Die wesentlichen Dinge liegen im Verborgenen
Ein von Jan Siegt geführtes Gespräch über Abstraktion in der gegenständlichen Malerei, Kunst und Nichtkunst sowie über den Abgesang von Serienbildern. Darin begehrt er gegen den Dekonstruktionszwang der Moderne auf.
Siegt: Nach einem gängigen, unter Verehrern wie Verächtern gleichermaßen verbreiteten Vorurteil, betrachten wir hierzulande Malerei unter dem Blickwinkel des ‚Realismus’, als ob ein Bild geradewegs auf eine gegebene Anschauung gegründet werden könnte. Darf ich Sie ohne Umschweife bitten, etwas über ihr Selbstverständnis von Malerei zu berichten.
Kalaizis: Allein die europäische Bildtradition zeigt, einmal ganz abgesehen von dem abweichenden, platten Realismuskonzept des 19.Jahrhunderts, dass Malerei eine erfundene Realität ist. Davor und danach ist dies immer klar gewesen. Ob man nun figurativ arbeitet oder nicht, Abstraktion oder die Fähigkeit zur Abstraktion, sollten unentbehrliches Rüstzeug sein.
S: Ich frage, weil das Problem der Reduktion, des Aussparens und Weglassens von zentraler Bedeutung ist. Könnte man sagen, dass der Prozess der Abstraktion, der Vereinfachung dient?
K: Ich glaube schon, wenngleich ich die Reinheit und Klarheit des Hintergrundes benötige, um den keineswegs so klaren Szenarien einen Halt zu geben. Ich benötige die perspektivische Ordnung des Raumes, die Interaktion von Farbe, die den Gebrauch einer strikt begrenzten Palette in sich schließt.
S: Ließe sich demnach behaupten, dass die wahrnehmende Beobachtung ergänzt werden muss, durch eine konstruktive Einbildungskraft?

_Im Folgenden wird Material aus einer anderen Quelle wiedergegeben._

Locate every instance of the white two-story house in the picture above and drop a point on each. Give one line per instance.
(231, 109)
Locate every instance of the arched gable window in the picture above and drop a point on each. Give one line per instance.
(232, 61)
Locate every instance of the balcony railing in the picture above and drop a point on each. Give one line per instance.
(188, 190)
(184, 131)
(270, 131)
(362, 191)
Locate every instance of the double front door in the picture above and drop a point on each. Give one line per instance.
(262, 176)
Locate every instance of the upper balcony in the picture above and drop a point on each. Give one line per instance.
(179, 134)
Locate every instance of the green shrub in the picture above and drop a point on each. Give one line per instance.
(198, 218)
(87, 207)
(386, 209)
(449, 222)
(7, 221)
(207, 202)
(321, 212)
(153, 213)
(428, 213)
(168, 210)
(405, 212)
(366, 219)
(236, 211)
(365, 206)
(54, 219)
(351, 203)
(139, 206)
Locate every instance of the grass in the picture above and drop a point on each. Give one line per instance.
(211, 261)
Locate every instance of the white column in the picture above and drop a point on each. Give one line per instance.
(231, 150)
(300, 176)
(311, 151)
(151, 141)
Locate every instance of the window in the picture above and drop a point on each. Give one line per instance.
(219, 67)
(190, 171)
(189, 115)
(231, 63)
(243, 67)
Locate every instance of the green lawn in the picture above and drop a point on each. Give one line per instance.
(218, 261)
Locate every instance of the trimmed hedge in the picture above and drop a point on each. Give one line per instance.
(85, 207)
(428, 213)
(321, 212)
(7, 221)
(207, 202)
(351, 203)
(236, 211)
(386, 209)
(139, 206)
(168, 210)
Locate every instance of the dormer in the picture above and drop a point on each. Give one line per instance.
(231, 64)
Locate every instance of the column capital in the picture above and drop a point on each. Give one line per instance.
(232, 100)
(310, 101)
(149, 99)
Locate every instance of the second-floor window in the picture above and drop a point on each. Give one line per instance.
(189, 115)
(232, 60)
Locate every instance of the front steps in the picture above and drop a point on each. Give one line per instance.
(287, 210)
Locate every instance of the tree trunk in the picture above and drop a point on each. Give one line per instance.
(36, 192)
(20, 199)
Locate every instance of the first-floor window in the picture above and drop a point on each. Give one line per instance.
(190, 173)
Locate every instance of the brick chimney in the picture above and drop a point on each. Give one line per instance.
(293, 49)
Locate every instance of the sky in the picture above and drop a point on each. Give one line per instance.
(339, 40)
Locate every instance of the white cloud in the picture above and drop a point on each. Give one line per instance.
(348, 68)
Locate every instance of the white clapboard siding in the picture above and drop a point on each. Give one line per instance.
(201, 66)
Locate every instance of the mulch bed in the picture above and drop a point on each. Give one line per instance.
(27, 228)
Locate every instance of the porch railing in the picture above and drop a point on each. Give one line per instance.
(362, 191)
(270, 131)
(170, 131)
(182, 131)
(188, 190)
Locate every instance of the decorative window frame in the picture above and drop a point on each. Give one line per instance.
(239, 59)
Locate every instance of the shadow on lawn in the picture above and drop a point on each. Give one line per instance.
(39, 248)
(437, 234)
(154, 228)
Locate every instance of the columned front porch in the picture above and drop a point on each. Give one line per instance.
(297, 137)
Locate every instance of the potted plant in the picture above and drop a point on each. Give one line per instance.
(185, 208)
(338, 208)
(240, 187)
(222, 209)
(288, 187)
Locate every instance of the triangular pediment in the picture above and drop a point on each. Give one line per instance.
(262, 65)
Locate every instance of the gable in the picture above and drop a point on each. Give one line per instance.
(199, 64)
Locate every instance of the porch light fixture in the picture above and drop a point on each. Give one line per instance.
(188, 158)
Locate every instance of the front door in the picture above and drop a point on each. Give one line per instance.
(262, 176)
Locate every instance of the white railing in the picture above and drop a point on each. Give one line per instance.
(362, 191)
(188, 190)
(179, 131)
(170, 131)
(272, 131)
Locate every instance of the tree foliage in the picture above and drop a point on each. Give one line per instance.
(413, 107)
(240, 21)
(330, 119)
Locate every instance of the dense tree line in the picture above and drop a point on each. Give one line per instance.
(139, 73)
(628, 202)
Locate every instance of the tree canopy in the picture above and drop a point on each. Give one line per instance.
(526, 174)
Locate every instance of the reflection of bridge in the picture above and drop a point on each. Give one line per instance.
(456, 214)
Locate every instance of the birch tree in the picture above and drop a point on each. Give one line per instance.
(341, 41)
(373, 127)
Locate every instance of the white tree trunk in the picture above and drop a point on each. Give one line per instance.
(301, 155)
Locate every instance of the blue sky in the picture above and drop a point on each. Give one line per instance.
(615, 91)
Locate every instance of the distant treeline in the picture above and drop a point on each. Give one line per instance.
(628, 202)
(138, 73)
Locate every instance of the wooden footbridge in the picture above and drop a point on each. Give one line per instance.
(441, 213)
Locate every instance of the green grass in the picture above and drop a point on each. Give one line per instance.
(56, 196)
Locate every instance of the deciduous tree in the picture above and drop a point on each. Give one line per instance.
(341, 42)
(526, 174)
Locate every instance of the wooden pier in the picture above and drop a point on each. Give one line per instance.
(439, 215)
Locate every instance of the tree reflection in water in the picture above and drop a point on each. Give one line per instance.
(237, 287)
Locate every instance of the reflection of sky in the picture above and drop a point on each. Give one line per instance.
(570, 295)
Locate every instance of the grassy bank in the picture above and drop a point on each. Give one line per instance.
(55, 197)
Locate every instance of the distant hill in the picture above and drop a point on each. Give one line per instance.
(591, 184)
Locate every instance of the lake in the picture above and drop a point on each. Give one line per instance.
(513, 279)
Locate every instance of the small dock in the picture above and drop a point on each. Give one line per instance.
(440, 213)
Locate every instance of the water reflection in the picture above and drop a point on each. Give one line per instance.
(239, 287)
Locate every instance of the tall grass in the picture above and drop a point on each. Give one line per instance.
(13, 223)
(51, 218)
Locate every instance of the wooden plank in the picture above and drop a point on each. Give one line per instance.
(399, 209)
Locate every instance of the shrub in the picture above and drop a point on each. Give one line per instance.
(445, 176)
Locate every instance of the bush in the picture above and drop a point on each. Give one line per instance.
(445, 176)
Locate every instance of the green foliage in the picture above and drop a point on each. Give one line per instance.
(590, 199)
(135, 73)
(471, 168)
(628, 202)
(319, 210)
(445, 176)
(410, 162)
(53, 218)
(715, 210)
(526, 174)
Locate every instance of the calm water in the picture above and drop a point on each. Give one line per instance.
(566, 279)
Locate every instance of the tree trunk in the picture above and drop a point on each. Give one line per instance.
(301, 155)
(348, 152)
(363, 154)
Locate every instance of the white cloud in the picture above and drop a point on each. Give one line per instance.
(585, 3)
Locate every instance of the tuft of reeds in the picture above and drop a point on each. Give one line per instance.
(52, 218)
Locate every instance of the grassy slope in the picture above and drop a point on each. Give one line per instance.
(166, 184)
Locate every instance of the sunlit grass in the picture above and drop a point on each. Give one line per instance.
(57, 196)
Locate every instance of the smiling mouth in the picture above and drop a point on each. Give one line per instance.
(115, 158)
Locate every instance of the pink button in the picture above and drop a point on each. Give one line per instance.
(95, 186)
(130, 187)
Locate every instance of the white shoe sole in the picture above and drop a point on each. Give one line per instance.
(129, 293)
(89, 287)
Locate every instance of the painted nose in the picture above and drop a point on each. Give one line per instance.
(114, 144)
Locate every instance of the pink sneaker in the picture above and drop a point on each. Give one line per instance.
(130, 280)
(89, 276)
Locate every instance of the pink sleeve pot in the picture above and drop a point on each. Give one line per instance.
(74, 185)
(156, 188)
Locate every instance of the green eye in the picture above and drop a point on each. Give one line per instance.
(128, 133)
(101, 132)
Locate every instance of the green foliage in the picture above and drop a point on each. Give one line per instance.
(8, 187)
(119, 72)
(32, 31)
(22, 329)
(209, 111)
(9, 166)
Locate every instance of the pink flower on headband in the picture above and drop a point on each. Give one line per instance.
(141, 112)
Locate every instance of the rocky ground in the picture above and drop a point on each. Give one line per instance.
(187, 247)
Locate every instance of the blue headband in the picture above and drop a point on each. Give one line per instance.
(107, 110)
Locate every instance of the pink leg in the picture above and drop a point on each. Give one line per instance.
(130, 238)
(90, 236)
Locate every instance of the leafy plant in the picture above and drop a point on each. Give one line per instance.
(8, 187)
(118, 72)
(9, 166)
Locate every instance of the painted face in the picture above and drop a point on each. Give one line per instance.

K: Ja unbedingt! Jedoch bringen auch Sie in Ihrer Frage ein allgemeines Missverständnis zum Ausdruck, als ob zwischen Gegenständlichkeit und Abstraktion ein schier unüberbrückbarer Gegensatz bestünde. Ein abstraktes Bild kann natürlich ohne Gegenständlichkeit auskommen, ein funktionierendes gegenständliches Bild jedoch niemals ohne Abstraktion.
St: Viele Leute halten Abstraktion heutzutage für etwas Entrücktes. Gerade so, als bedeute allein der Begriff schon, keinen Lebensbezug zu haben, als sei Abstraktion in einer Sphäre ausbleibender Verbindlichkeiten angesiedelt. Sie sind anderer Meinung und vielleicht könnten Sie das ein wenig erläutern?
K: Erst kürzlich sah ich in einer entsetzlichen Ausstellung ein exemplarisches Bild. In jenem Bild, einer Malerei, war ein sommerlicher Garten zu sehen. An einer stattlichen Anzahl von Bäumen hingen unzählige Äpfel oder Orangen. Vor diesen wiederum, etwa in Bildmitte, war ein Tisch mit einigen Stühlen abgebildet. An jenem Tisch war ein Spaten gelehnt und auf einem der Stühle befand sich gar eine Rosenschere. Auch trat in jenem Bild ein Mann auf, der fest entschlossen schien auf den Betrachter, also auf mich, loszugehen. Nicht genug, dass der Kerl eine Feder im Hut trug, er trug auch einen Aktenkoffer und aus jenem Koffer lugte auch noch der Titel eines Buches, fein gemalt, hervor. Obwohl dieses Bild in seiner Ausführung mit einer nicht zu leugnenden handwerklichen Solidität gemalt wurde, war es ein schlechtes Bild.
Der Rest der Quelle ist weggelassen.